Un rond-point avant l'arrivée fut la scène du drame qui trouvera son épilogue devant la caisse du ciné. Un grand rond-point, deux voies d'accès qui finissent sur une seule route, une seule sortie. Ça freine, ça ralenti, on est presque à l'arrêt. Le clignotant est mis depuis des lustres. Et comme les autres je finis par glisser ma diligence sur la bonne piste. Cela n'a pas plus, mais pas du tout au mec de derrière. Ça fume, ça trompette, ça colle. De guerre lasse, et avant de finir avec un constat, j'arrête tout. La surprise fut de taille (modeste). Les femmes au volant peuvent se révéler aussi fébriles que les mecs.

Un mot d'explication pour se calmer, au moment de repartir on attend "Rentre chez toi !". La diligence achetée est siglée par un "22". Laissons tomber. On se barre vers le parking du ciné.

Des fois, le hasard est curieux et n'est pas très sage. La dame au volant avait rendez-vous aussi au ciné. Et c'est reparti comme en 76, la bataille des Sioux contre la cavalerie. La raison a quitté la discussion. Finissant par demander ce que signifiait le "rentrer chez soi" dans le "22", ignorant la déclaration d'indépendance de cette ville anciennement française, la conclusion allait de soi : la connerie de cette femme. 

Est-cela la xénophobie ?


vendredi 9 août 2013

Positive attitude

Une semaine est passée. C'était une première pour nous.

Loin de chez nous (comprendre la France). Un hôtel où le bracelet à chaque poignet ouvre toutes les portes. Et enfin un mini club que même les ados ont quitté les yeux rougis à cause du chlore de la piscine...

C'était la Grèce pour les touristes, celle qui ne doit pas connaître la crise pour la balance du commerce. Et pourtant les stigmates sont là. Les porte-feuilles russes sont choyés, et le sourire de la gentille française ne reçoit pas facilement le back office qu'il mérite. C'est la vie. Le paysage est rempli de nouvelles ruines que les promoteurs ont abandonnées. Le pays tout entier se démerde.

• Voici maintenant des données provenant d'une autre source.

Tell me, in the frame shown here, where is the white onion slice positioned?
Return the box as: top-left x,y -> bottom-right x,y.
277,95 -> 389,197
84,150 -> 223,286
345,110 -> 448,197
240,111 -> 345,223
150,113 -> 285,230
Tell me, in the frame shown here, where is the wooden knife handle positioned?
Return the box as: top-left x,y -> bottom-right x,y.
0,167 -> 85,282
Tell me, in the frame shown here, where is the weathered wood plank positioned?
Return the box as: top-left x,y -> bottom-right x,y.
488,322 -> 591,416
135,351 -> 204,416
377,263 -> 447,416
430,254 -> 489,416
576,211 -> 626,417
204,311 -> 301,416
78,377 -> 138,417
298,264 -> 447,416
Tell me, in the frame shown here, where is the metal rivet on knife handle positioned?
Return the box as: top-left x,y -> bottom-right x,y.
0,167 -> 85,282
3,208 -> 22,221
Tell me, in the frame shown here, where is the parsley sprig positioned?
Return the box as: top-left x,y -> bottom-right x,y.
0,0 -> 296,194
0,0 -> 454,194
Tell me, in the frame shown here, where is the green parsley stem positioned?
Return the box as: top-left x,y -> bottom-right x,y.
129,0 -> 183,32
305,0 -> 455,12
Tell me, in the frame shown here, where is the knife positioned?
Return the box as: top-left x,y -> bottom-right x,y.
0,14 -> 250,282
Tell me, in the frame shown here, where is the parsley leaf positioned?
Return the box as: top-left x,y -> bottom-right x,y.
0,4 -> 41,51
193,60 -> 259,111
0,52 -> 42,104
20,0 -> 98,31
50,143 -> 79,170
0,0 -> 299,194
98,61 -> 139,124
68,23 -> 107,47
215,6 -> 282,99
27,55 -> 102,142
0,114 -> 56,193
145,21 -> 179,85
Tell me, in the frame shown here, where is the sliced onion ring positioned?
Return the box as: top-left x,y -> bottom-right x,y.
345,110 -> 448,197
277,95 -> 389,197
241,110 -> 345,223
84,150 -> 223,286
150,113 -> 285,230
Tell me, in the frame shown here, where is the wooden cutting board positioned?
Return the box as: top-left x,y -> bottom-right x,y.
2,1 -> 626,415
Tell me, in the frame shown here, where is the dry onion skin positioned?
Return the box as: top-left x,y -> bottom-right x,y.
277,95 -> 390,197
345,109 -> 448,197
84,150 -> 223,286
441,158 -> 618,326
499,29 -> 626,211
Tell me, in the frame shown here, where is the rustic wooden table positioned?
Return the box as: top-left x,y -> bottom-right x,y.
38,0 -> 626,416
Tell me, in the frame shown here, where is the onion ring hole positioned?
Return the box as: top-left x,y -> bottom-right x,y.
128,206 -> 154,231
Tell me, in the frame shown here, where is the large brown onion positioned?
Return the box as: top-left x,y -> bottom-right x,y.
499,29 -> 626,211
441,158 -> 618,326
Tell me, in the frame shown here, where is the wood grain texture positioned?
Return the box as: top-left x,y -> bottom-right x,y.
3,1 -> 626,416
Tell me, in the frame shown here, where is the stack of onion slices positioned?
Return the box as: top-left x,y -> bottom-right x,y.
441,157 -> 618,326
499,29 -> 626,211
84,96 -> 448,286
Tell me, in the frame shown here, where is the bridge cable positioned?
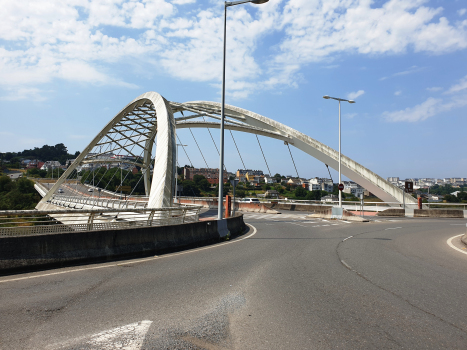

Le tourisme de groupe a ceci de très pénible qu'il peut rendre les gens cons. (A moins qu'ils ne l'étaient déjà avant de devenir vacancier) Aussi la douche qui fuit, le rosé pas frais, la clim trop bruyante, ou le buffet en deçà du club med rencontrent les reproches des last-minutards. On se demande comment ces classieux socio-pro + imaginent leurs budgets avec des ristournes de 60 %.

Mais heureusement à l'heure des braves, ceux qui en bavent à l'année, content de pouvoir souffler quinze jours par an, vannent les miséreux et leur «all inclusive».
Le con et son t-shirt «I love RIEN, I' m parisien» est habillé pour l'hiver qui vient, le tout sans solde, mais sans dire merci.